The time to trade your Domonic Brown chip Jayson Werth or Nelson Cruz was over a month ago. If you’re in a Roto league, the time to trade is always now. Every day wasted not making a trade, is a day closer to making the trade less worthwhile. Right now we are 75% through the season, which means your stats will only realize a slight boost from good fantasy players. If your team is on pace to throw 1600 innings, what actual good can Ricky Nolasco do for your squad? He’ll add some strikeouts and maybe an additional win from what you currently have, but not much else.
As much as I loathe prospect-hype, I still realize there is value to be had. Unless you can pry Josh Johnson or Miguel Cabrera away from a sucker, there’s no real point in giving up a top prospect at this stage of the game. Yes, you want to win, but you want to win championships – plural. Flags fly forever… Ok. Tell that to the Arizona Diamondbacks. Believe me, even if you win your league, it is no fun mulling around in the basement the next few years because you gave up a prime and controllable prospect.
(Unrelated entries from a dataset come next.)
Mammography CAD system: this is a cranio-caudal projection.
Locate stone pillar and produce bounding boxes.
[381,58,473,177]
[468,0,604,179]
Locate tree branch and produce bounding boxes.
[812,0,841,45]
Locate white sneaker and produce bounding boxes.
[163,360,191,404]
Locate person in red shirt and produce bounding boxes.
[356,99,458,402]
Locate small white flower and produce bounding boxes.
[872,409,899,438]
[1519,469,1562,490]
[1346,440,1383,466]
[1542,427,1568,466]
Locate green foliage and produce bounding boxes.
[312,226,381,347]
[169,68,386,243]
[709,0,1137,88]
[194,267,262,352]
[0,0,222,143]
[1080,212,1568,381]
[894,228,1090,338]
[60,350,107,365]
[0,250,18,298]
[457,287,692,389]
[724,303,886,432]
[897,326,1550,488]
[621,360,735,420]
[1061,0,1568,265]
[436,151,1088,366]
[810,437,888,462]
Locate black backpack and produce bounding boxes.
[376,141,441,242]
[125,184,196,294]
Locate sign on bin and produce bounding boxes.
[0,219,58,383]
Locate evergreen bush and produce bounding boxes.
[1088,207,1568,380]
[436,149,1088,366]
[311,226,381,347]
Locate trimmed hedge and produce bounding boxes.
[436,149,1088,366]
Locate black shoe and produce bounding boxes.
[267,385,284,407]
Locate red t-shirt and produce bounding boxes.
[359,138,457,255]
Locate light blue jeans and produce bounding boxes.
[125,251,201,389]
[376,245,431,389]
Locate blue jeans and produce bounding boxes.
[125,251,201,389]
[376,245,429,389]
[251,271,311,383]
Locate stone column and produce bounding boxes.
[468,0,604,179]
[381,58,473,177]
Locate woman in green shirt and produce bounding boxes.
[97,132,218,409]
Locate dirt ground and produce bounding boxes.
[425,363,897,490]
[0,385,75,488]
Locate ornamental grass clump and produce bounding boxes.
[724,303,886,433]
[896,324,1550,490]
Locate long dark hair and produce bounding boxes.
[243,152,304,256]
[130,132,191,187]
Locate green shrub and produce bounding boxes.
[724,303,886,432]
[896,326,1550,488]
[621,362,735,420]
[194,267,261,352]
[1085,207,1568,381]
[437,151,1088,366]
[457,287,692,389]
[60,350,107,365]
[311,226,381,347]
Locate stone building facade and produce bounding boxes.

If you need coveted commodities such as steals or saves, I can see giving up a low minors guy, or an older minor leaguer whose ceiling is capped. But remember, just because you are doing well in the power categories, doesn’t mean you can now trade for Juan Pierre or Coco Crisp and take Paul Konerko out of your lineup. You still have to maintain production unless you built up a substantial lead. Yeah, you may gain a few points in steals or saves, but you might also end up losing ground in other categories. Now you’re back to square one.

The last thing to remember is because there’s only a month and a half of ball left, means a very good player could very well not be as productive as you might have hoped. If your new acquisition falls into a slump or has a few bumpy starts, you could very well be back at square one. Although, you’re not really back at square one, you’re worse off because now your top prospect is gone. I really believe you need at least two months (if not longer) to feel comfortable making the move.

So if you can’t get Roy Halladay or Hanley Ramirez for a reasonable price, my suggestion is to stand pat. Continue to scour the waiver wire for the hot bats and arms and make due. It’s a good time to do it since other owners who are out of the race are probably spending less time competing with you for those players.